The elder Boeing died young, at the age of 42. His fortune paid for an elite education (and elite networking connections) for Bill Boeing. When Wilhelm’s widow Marie died she left their son Bill $1 million. He used that money to start his company building boats, the same year the Wright Brothers flew their first working airplane at Kitty Hawk.
Boeing took an immediate interest in airplanes. He bought one as soon as he could, hastily learned to fly, and piloted his plane cross country. When he crash landed back home, he lacked patience to wait for new parts. So he and his partner tore the plane apart and learned how to build it even better. The rest is history.
Meantime, Boeing commissioned his factory to build himself a yacht named for the iron ore that paid his way.
Canadian businessman Gordon Levett has owned the Taconite for more than 30 years, restoring it to its original condition. The yacht was for sale in 2015 for $2.5 million and remains on the market at a reduced price.
The story of Boeing’s Taconite reads as an interesting historical tale, but also a reminder that most of the spoils of generations of Mesabi Iron Range workers left Northern Minnesota. From the upper class segregated neighborhoods of Boeing’s Seattle to the leather furniture of gentlemen’s clubs in Cleveland, Pittsburgh and New York, most of the profit from mining leaves the place where the rock is wrested from the Earth.
Always has.
That’s why the people of Northern Minnesota always had to fight for themselves.
We still do.
Aaron J. Brown is an author and college instructor from northern Minnesota’s Iron Range. He writes the blog MinnesotaBrown.com and hosts the Great Northern Radio Show on Northern Community Radio. This piece first appeared in the Sunday, May 7, 2017 edition of the Hibbing Daily Tribune.

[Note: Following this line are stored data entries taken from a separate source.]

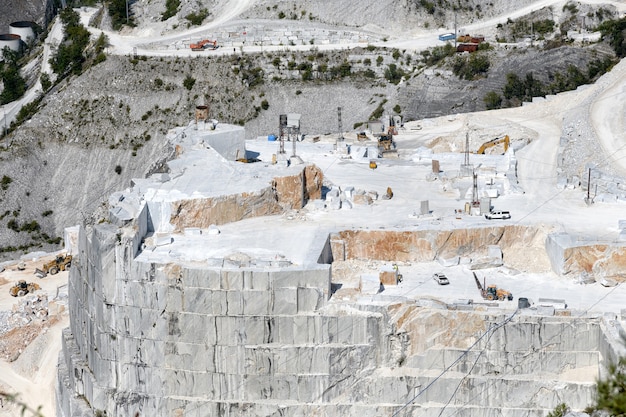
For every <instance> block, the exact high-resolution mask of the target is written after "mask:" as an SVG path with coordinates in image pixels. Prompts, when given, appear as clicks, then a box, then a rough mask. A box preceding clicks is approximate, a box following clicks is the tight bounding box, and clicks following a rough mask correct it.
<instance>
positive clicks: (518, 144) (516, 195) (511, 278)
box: [0, 49, 626, 416]
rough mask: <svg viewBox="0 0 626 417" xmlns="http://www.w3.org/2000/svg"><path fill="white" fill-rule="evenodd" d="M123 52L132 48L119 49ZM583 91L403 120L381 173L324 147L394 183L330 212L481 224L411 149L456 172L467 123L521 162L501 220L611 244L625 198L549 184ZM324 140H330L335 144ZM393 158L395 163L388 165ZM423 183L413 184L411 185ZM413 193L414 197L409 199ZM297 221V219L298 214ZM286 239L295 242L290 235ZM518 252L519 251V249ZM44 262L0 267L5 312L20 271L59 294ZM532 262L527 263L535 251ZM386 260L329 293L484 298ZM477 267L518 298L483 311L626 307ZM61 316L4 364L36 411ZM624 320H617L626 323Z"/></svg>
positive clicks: (365, 179) (468, 270) (545, 281)
mask: <svg viewBox="0 0 626 417" xmlns="http://www.w3.org/2000/svg"><path fill="white" fill-rule="evenodd" d="M129 51H130V49H129V50H128V51H123V52H124V53H127V52H129ZM625 68H626V64H625V63H624V62H622V63H621V64H620V65H618V68H616V72H618V71H619V73H623V72H624V71H625ZM615 79H616V80H625V79H626V78H624V77H618V75H617V74H616V75H615ZM619 82H620V83H623V82H626V81H619ZM622 90H623V84H618V81H615V86H614V88H613V89H612V91H614V92H615V91H622ZM606 91H607V92H609V94H608V95H605V96H604V100H603V102H602V103H600V102H598V104H597V105H596V106H595V107H594V108H593V114H594V115H595V116H596V121H597V122H598V126H597V128H596V130H597V131H598V132H600V133H601V134H600V135H599V137H600V139H601V140H602V146H603V147H604V149H605V150H606V153H607V154H611V155H613V156H614V157H613V159H614V160H619V159H620V155H621V152H624V147H623V146H621V145H620V144H621V141H619V140H615V139H614V138H615V137H616V136H615V135H616V133H615V130H617V131H619V132H620V133H621V134H623V128H621V126H622V125H621V124H620V123H621V122H616V121H615V120H614V119H611V118H610V116H611V115H612V114H613V115H614V114H621V115H622V116H623V114H624V112H623V111H621V112H620V111H607V110H606V109H609V108H611V109H615V108H622V109H623V105H624V102H626V101H625V100H623V99H622V97H623V93H620V94H611V93H610V92H611V89H607V90H606ZM590 94H591V91H587V92H572V93H571V94H564V95H562V96H560V97H556V98H554V99H553V100H552V101H551V102H549V103H536V104H530V105H528V106H524V107H523V108H519V109H510V110H503V111H499V112H497V113H489V114H476V115H471V116H469V115H458V116H457V117H453V118H441V119H437V120H428V121H420V122H415V123H411V124H407V125H406V126H405V130H403V131H401V132H400V134H399V135H398V152H399V155H401V156H403V157H406V158H407V161H412V163H411V164H409V163H408V162H407V163H404V162H403V160H402V158H398V159H385V160H383V161H382V162H381V163H380V164H379V167H378V168H377V169H376V170H371V169H369V168H368V162H369V161H368V160H367V159H363V160H362V161H360V163H354V161H353V162H348V161H343V160H342V159H341V158H338V157H336V156H337V155H336V154H334V153H332V152H319V153H317V154H316V155H311V160H314V162H315V163H316V164H317V165H318V166H320V167H321V168H322V169H323V170H324V172H325V175H326V176H327V178H328V179H329V181H331V182H332V183H334V184H337V185H341V186H346V185H352V186H356V187H360V188H363V189H366V190H375V191H377V192H378V193H379V194H380V195H383V194H384V192H385V189H386V188H387V187H391V188H393V190H394V193H395V196H394V199H392V200H391V201H389V202H383V203H384V204H378V207H380V208H379V209H378V211H377V212H376V213H375V214H376V216H372V215H371V211H372V210H371V208H367V207H364V208H359V209H356V210H341V211H340V212H338V213H335V215H336V218H335V220H333V222H337V223H343V224H345V225H358V224H361V225H363V224H365V225H366V227H371V228H379V227H381V226H384V227H387V228H400V227H404V226H407V225H408V224H411V225H413V226H417V227H425V228H428V227H443V226H456V227H459V226H460V227H462V224H463V223H465V224H467V225H468V226H472V225H476V224H488V222H487V221H485V220H484V219H483V218H476V217H464V218H463V220H461V221H458V219H457V218H456V216H455V212H454V210H456V209H461V208H463V205H464V203H465V201H466V198H465V195H464V193H463V192H462V191H466V190H467V187H468V186H469V184H467V182H466V183H465V184H458V183H457V184H452V183H450V184H451V187H450V188H449V189H445V187H443V186H442V184H441V183H440V182H436V183H433V182H424V181H423V179H424V176H425V175H426V174H427V173H428V171H429V168H430V157H428V158H424V160H423V161H422V162H421V163H419V162H420V158H422V156H421V155H424V154H428V152H426V153H420V152H424V151H423V150H422V151H420V152H416V151H415V150H416V149H420V148H424V149H426V150H428V149H434V150H435V152H441V154H442V155H441V162H442V164H443V165H442V166H443V167H444V172H445V171H449V172H452V171H455V170H458V167H459V165H460V161H462V160H463V157H462V154H461V153H460V151H461V150H462V149H463V147H464V144H465V138H466V135H465V133H466V130H467V129H466V128H465V127H466V126H471V127H472V128H473V129H476V131H478V130H485V129H488V133H485V137H484V139H485V140H487V139H491V138H493V137H495V136H498V135H501V134H509V135H510V136H511V137H512V138H513V139H514V143H513V147H514V148H517V149H518V152H517V153H516V156H517V158H518V160H519V163H520V164H519V171H518V174H519V176H520V183H521V185H522V188H523V190H524V192H523V193H512V194H508V195H504V196H503V197H502V198H499V199H498V200H496V201H494V205H495V206H496V207H497V208H499V209H508V210H511V211H512V213H513V219H512V220H511V221H508V223H507V224H515V223H517V222H520V223H523V224H548V225H550V227H555V228H557V229H559V230H562V231H567V232H569V233H572V234H575V235H579V236H581V239H591V238H602V239H603V240H606V241H608V242H615V241H617V239H618V234H619V229H618V221H619V220H620V219H622V218H623V204H621V203H614V204H596V205H593V206H587V205H585V203H584V201H583V197H584V195H583V193H582V192H581V190H578V189H556V187H555V186H556V182H557V175H556V162H555V160H556V155H557V148H558V143H559V136H560V134H561V130H560V122H561V120H562V114H563V113H562V112H563V111H566V109H567V108H568V107H570V106H574V105H576V104H577V103H578V102H580V101H582V100H583V99H584V98H586V97H588V96H589V95H590ZM619 106H622V107H619ZM603 109H604V110H603ZM620 129H621V130H620ZM611 132H613V133H611ZM472 140H477V139H472ZM481 141H482V139H479V140H477V142H474V143H473V146H475V145H476V144H477V143H478V144H479V143H480V142H481ZM434 142H441V143H447V144H448V145H446V146H447V147H446V148H441V149H437V147H436V146H435V145H433V143H434ZM328 144H331V146H330V148H329V147H328ZM251 145H252V147H251V149H252V148H254V150H255V151H257V152H259V153H260V154H261V155H265V157H268V156H269V157H270V158H271V153H272V152H275V150H276V147H275V145H269V144H267V143H266V142H264V141H262V140H261V141H253V142H252V143H251ZM254 145H256V146H254ZM311 145H312V146H313V144H311ZM526 145H527V146H526ZM315 146H317V145H315ZM320 146H322V145H320ZM324 146H326V147H327V148H326V149H332V140H329V141H327V142H326V144H324ZM442 146H443V145H442ZM268 154H269V155H268ZM302 154H303V156H304V155H305V154H306V151H305V148H304V144H303V149H302ZM453 154H456V155H453ZM616 154H619V155H616ZM621 159H622V160H625V159H624V158H621ZM266 160H269V159H266ZM488 160H489V157H482V158H481V159H480V162H479V163H486V162H487V161H488ZM414 163H417V164H414ZM347 164H351V167H350V169H348V170H346V169H344V168H346V165H347ZM411 165H412V166H411ZM417 165H419V168H418V171H416V169H415V166H417ZM403 166H404V167H403ZM393 167H395V168H399V170H393ZM418 185H419V188H417V187H418ZM416 190H417V191H416ZM417 192H419V193H422V194H421V195H420V196H417V198H416V196H414V195H413V196H411V198H408V197H407V196H408V195H409V194H410V193H417ZM420 199H423V200H429V201H430V202H431V209H432V210H433V217H432V218H423V219H418V218H415V217H412V215H413V214H414V213H415V211H416V210H417V209H418V207H417V206H416V205H415V204H414V202H415V201H419V200H420ZM409 200H410V201H411V202H412V203H411V204H413V205H410V204H406V203H407V202H409ZM295 217H297V216H295ZM325 217H330V216H328V214H327V213H326V212H323V211H317V212H315V211H313V212H312V213H311V215H310V216H309V217H308V218H307V222H308V224H309V225H311V226H312V230H313V231H312V232H311V235H312V236H319V235H318V234H317V233H316V231H315V225H314V221H320V222H324V221H326V220H325V219H324V218H325ZM283 220H284V221H285V222H292V219H288V218H286V217H285V218H284V219H283ZM295 221H296V222H297V221H299V220H297V218H296V219H295ZM264 222H265V221H264V220H263V219H260V220H252V221H247V222H245V223H242V224H237V225H226V226H224V227H223V228H222V232H223V233H224V235H226V234H227V233H228V232H229V230H233V231H234V230H236V229H238V228H241V227H242V226H246V227H250V229H248V230H251V231H252V230H253V228H254V227H258V230H260V231H262V230H264V229H263V228H266V227H267V224H264ZM294 230H297V229H294ZM251 233H252V232H251ZM233 235H234V233H233ZM292 235H296V236H298V237H301V236H300V235H297V233H292ZM250 236H251V235H250V234H248V235H247V238H248V239H249V238H250ZM257 236H258V237H257V239H258V240H259V241H261V240H262V239H263V237H262V236H263V235H262V234H261V233H260V232H259V234H258V235H257ZM286 240H287V241H288V242H293V240H291V239H286ZM309 243H310V242H309ZM287 246H290V245H287ZM291 246H293V245H291ZM315 249H316V248H311V247H308V248H304V250H301V251H300V252H298V250H299V249H298V248H293V249H292V250H293V252H292V253H290V254H288V255H290V258H291V259H293V260H295V261H296V262H304V260H305V258H306V257H307V256H308V255H310V254H312V253H315ZM518 256H520V257H523V256H524V254H519V255H518ZM42 262H43V257H42V258H37V260H35V261H33V260H32V259H31V260H26V264H27V265H26V269H25V270H24V271H17V268H16V265H17V261H16V262H15V264H14V265H7V266H6V267H5V268H6V269H5V271H4V272H2V273H0V311H8V310H11V309H12V308H13V305H14V304H15V303H16V301H17V300H16V299H15V298H13V297H11V296H10V295H9V293H8V290H9V287H10V286H11V285H13V283H14V282H15V281H17V280H18V279H26V280H27V281H36V282H37V283H39V284H40V285H42V287H43V291H45V292H46V293H47V294H48V296H49V298H54V297H55V296H56V294H57V293H58V291H59V288H61V291H62V288H63V286H64V285H66V284H67V273H59V274H58V275H56V276H54V277H46V278H44V279H41V280H40V279H38V278H36V277H35V276H34V275H33V272H34V268H35V267H37V266H38V265H39V264H40V263H42ZM528 262H530V263H532V259H529V260H528ZM384 266H388V265H384V264H383V263H380V262H376V261H371V262H367V261H366V262H358V263H357V262H355V263H352V264H350V265H348V267H350V268H352V270H353V271H352V274H350V275H345V276H344V277H342V279H341V280H336V281H335V283H336V284H341V288H340V289H339V290H338V291H336V292H335V293H334V294H333V296H332V298H331V300H330V302H331V303H340V302H370V303H390V302H394V301H397V300H423V301H426V300H430V301H431V302H432V304H433V306H437V307H438V308H440V307H441V305H442V304H454V303H459V302H460V303H466V302H467V301H468V300H471V301H472V302H473V303H477V304H480V303H483V302H484V300H482V298H481V297H480V295H479V293H478V289H477V287H476V283H475V281H474V278H473V274H472V271H470V270H469V269H468V267H467V266H465V265H459V266H454V267H446V268H444V267H442V266H441V265H440V264H439V263H437V262H429V263H422V264H410V265H409V264H399V265H398V266H399V271H400V273H401V274H402V276H403V280H402V282H401V283H400V284H399V285H397V286H386V287H385V288H384V289H383V290H382V291H381V288H380V285H379V279H378V272H379V270H380V268H381V267H384ZM434 272H444V273H445V274H446V275H447V276H448V277H449V279H450V284H449V285H447V286H440V285H437V284H436V283H435V282H434V281H433V279H432V274H433V273H434ZM476 273H477V275H478V276H479V278H481V279H482V278H483V277H484V278H485V280H486V282H487V283H494V284H497V285H498V286H501V287H503V288H505V289H506V290H508V291H511V292H512V293H513V295H514V297H515V298H514V300H513V301H504V302H495V303H488V304H485V305H486V306H487V307H488V308H497V309H501V310H507V311H508V310H514V309H516V308H517V307H518V298H519V297H526V298H528V299H529V301H530V302H531V309H530V310H529V311H531V312H532V311H533V310H532V307H533V306H536V303H537V302H538V301H539V299H540V298H551V299H558V300H564V301H565V303H566V304H567V309H568V310H569V311H570V312H571V315H573V316H574V315H579V316H585V315H605V314H606V315H612V316H615V317H620V314H621V310H622V309H623V308H624V306H623V300H624V299H625V297H626V289H625V288H624V285H617V286H615V287H604V286H602V285H600V284H599V283H595V284H591V285H582V284H580V283H576V282H572V281H571V280H570V279H568V278H567V277H561V276H558V275H556V274H554V273H552V272H550V271H549V266H548V265H538V266H536V267H535V270H534V271H533V272H519V271H518V270H516V269H513V268H507V267H506V260H505V267H500V268H491V269H488V270H479V271H476ZM357 287H360V288H361V291H360V292H357V291H352V289H354V288H357ZM620 320H621V317H620ZM68 322H69V319H68V315H67V313H66V312H64V311H62V309H59V310H58V320H57V321H56V322H55V323H52V321H51V322H50V325H49V326H47V327H46V330H45V331H44V332H42V333H41V334H40V336H39V337H38V338H37V339H35V341H34V342H32V343H31V344H30V345H29V346H27V347H26V346H24V347H23V352H22V354H21V355H20V357H19V358H18V359H17V360H16V361H13V362H7V361H4V360H2V361H0V389H2V390H5V391H7V392H18V393H20V397H19V398H20V399H22V400H24V401H25V402H26V403H27V404H29V405H30V406H31V407H32V408H34V409H35V408H37V407H38V406H42V413H43V414H44V415H47V416H52V415H54V389H53V386H54V377H55V371H56V363H57V355H58V352H59V351H60V343H61V338H60V331H61V330H62V329H63V328H65V327H67V325H68ZM622 325H624V323H623V320H622ZM15 339H17V340H15ZM10 342H11V343H12V344H14V345H16V346H17V345H18V344H19V343H20V342H22V343H23V341H21V340H20V337H18V338H13V339H11V341H10ZM17 415H19V409H18V408H17V407H16V406H11V405H9V404H7V403H6V402H5V403H3V404H1V406H0V416H17Z"/></svg>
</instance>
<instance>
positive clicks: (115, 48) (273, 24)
mask: <svg viewBox="0 0 626 417" xmlns="http://www.w3.org/2000/svg"><path fill="white" fill-rule="evenodd" d="M257 2H258V1H257V0H236V1H233V2H229V4H228V7H227V8H224V9H222V10H221V13H217V14H216V17H215V19H213V20H212V21H211V22H208V23H206V24H203V25H201V26H198V27H195V28H193V29H188V30H185V31H182V32H178V33H171V34H165V35H164V34H157V33H156V32H157V31H158V29H157V25H154V26H153V27H147V26H145V27H141V28H137V29H135V30H133V34H132V35H121V34H119V33H118V32H110V31H104V33H105V34H106V35H107V36H108V37H109V42H110V45H111V48H110V49H109V52H110V53H114V54H117V55H128V54H131V53H138V54H141V55H148V56H190V55H194V52H193V51H191V50H190V49H189V48H162V49H154V48H153V47H148V46H147V45H148V44H151V45H155V44H158V43H161V44H172V43H175V42H177V41H179V42H183V41H189V39H191V37H193V36H201V35H202V34H203V33H205V32H207V31H210V30H212V29H215V28H217V27H220V26H224V25H226V24H233V23H234V22H233V21H234V20H235V19H237V18H238V17H239V16H240V15H241V14H242V13H243V12H245V11H246V10H248V9H250V8H251V7H253V6H254V5H255V3H257ZM582 2H583V3H587V4H611V5H613V6H615V7H616V8H617V10H619V11H620V12H621V13H624V12H625V11H626V4H624V2H621V1H614V0H610V1H601V0H583V1H582ZM565 3H566V2H565V1H563V0H540V1H536V2H533V3H532V4H530V5H528V6H525V7H521V8H519V9H516V10H514V11H511V12H508V13H504V14H502V15H500V16H497V17H494V18H491V19H488V20H481V21H478V22H475V23H469V24H466V25H462V28H461V29H459V31H461V30H463V31H466V32H468V33H470V32H471V33H487V32H489V31H490V30H493V29H494V28H495V27H496V26H497V25H498V24H501V23H505V22H506V21H507V20H508V19H516V18H519V17H521V16H524V15H527V14H529V13H531V12H533V11H535V10H539V9H541V8H545V7H553V9H554V10H555V13H560V12H562V9H563V5H564V4H565ZM87 10H88V9H83V13H85V11H87ZM246 22H250V20H245V21H244V20H242V23H244V24H245V23H246ZM260 22H261V23H263V22H265V23H266V24H267V25H268V26H271V27H281V26H283V25H284V24H285V22H284V20H265V21H260ZM89 29H90V30H91V31H92V33H96V34H99V33H100V32H102V31H101V30H98V29H93V28H89ZM350 30H354V31H358V30H359V28H350ZM440 33H442V30H441V29H434V30H421V31H419V32H418V33H417V35H413V36H410V32H408V31H403V32H402V36H401V37H394V38H395V39H391V40H389V41H385V42H378V43H374V45H376V46H379V47H385V48H399V49H406V50H412V51H420V50H424V49H427V48H430V47H433V46H438V45H442V44H443V42H441V41H439V39H438V37H437V35H438V34H440ZM389 35H390V37H391V36H392V34H389ZM407 35H409V36H407ZM359 46H363V44H362V43H341V44H335V45H332V44H328V45H323V46H321V45H292V46H290V45H281V46H263V47H261V46H258V45H242V46H241V47H240V50H241V52H262V51H264V50H265V51H272V50H275V51H284V50H310V49H312V48H317V49H328V50H331V49H346V48H347V49H351V48H355V47H359ZM211 53H212V54H213V55H222V54H230V53H231V51H230V50H225V49H223V50H221V51H220V50H218V51H211Z"/></svg>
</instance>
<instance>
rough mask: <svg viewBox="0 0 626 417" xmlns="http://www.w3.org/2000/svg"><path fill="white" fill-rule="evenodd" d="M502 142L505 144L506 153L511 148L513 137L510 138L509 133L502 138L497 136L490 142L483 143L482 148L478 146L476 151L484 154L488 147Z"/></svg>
mask: <svg viewBox="0 0 626 417" xmlns="http://www.w3.org/2000/svg"><path fill="white" fill-rule="evenodd" d="M500 144H503V145H504V152H502V153H505V152H506V151H507V150H508V149H509V146H510V145H511V139H509V135H505V136H504V137H502V138H495V139H492V140H490V141H488V142H485V143H483V144H482V145H480V148H478V150H477V151H476V153H477V154H484V153H485V151H486V150H487V149H489V148H493V147H494V146H497V145H500Z"/></svg>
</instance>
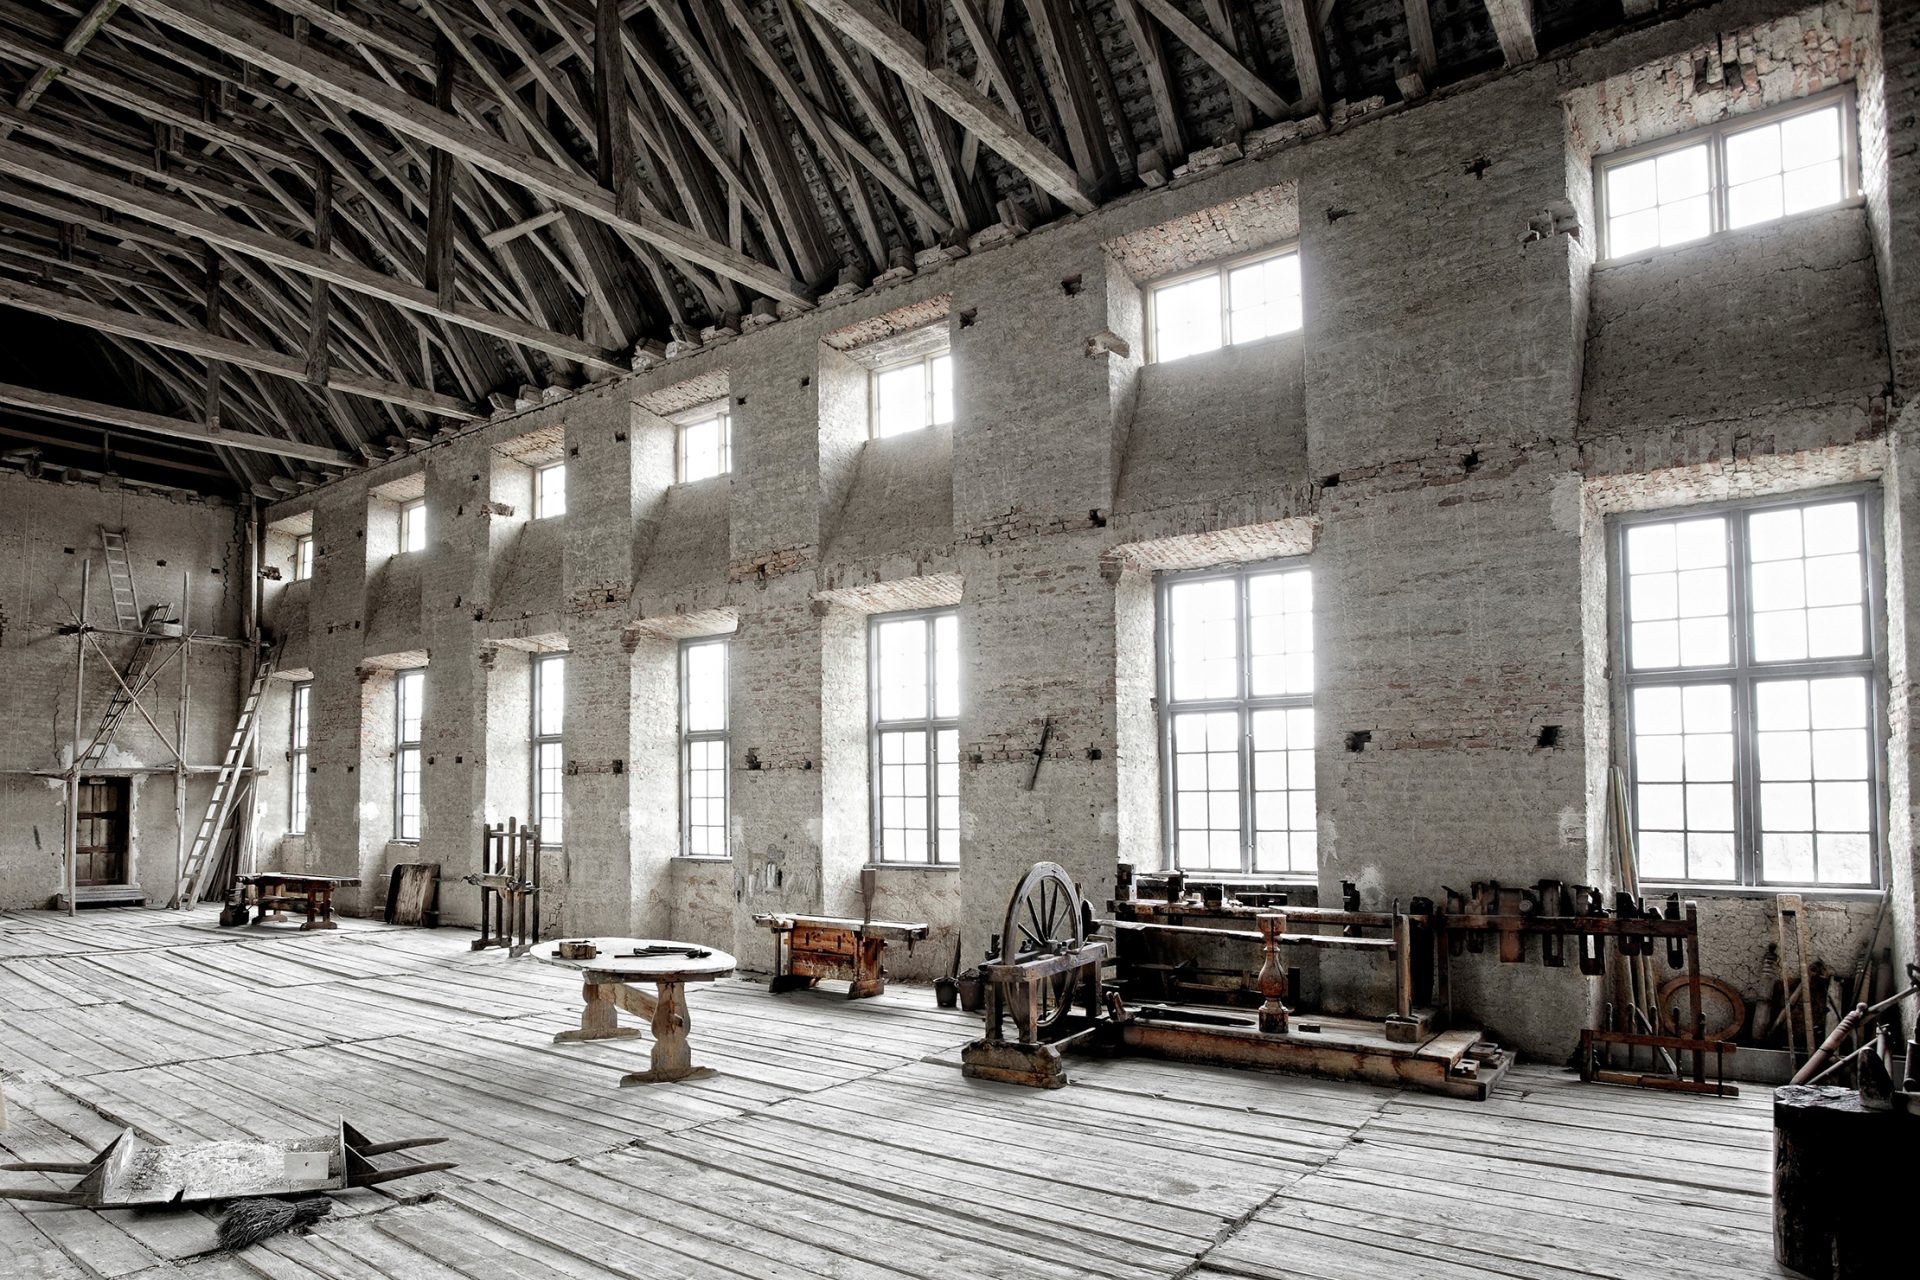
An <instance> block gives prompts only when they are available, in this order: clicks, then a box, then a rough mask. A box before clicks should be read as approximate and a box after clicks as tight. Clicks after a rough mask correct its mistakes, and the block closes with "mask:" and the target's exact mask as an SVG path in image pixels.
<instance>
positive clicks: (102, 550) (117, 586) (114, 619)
mask: <svg viewBox="0 0 1920 1280" xmlns="http://www.w3.org/2000/svg"><path fill="white" fill-rule="evenodd" d="M100 547H102V551H104V553H106V562H108V585H111V587H113V622H115V626H119V629H121V631H138V629H140V597H138V595H136V593H134V589H132V560H131V558H127V530H109V528H108V526H104V524H102V526H100Z"/></svg>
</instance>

I was exploring going to Grand Marais via water last summer. You know, a cruise up the north shore from Duluth. Nothing out there. Now if I was an oligarch I would buy this vessel and do just that with it. Back and forth cruises up mother Superior’s north shore. But not on a retired school teachers salary.
Aaron,
Well said.
Seems like this should be on billboards all over the range as a reminder.
Dan
“but also a reminder that most of the spoils of generations of Mesabi Iron Range workers left Northern Minnesota,……, most of the profit from mining leaves the place where the rock is wrested from the Earth.
Always has.”
That’s the nature of mining, an extractive industry that sucks the life out of the land and the people who mine it.
Thanks for the Wilhelm Boeing information! Bill Boeing built two TALCONITE yachts. The first one in 1910 which was sold in 1921, then the second built in 1930. He also had a prize-winning jumper named Talconite in 1907 competing from his horse farm in Virginia. Your airplane information doesn’t seem accurate. Bill learned to fly during the summer of 1915 but was never an enthusiastic pilot. Bill knew his limitations. He was a capitalist, not a pilot. He hired pilots. Still searching for the year Wilhelm understood the value of the talconite he had purchased as lumber land. If you have some leads, I’d be appreciative!
Dear Sir, I just watched an interesting documentary on youtube about the Taconite and unfortunately it finished midway in with the vessel about to head south to California for sale. This sent me down a hole looking to find out what happened. Hence I find myself here on this page, still no answers to past but some info for the present. Any thing you could share would be appreciated
Thankyou
Steve
Australia
My wife and I we’re enjoying the weather and walking around Fishermans Terminal in Seattle. There was a very large yacht tied up there. I thought it was in rather poor condition. The name on the Taconite. I asked my wife why would anyone name a yacht after iron ore. When I got home I did some research and determined it was Bill Boeings old yacht. I hope who ever bought will be able to restore it.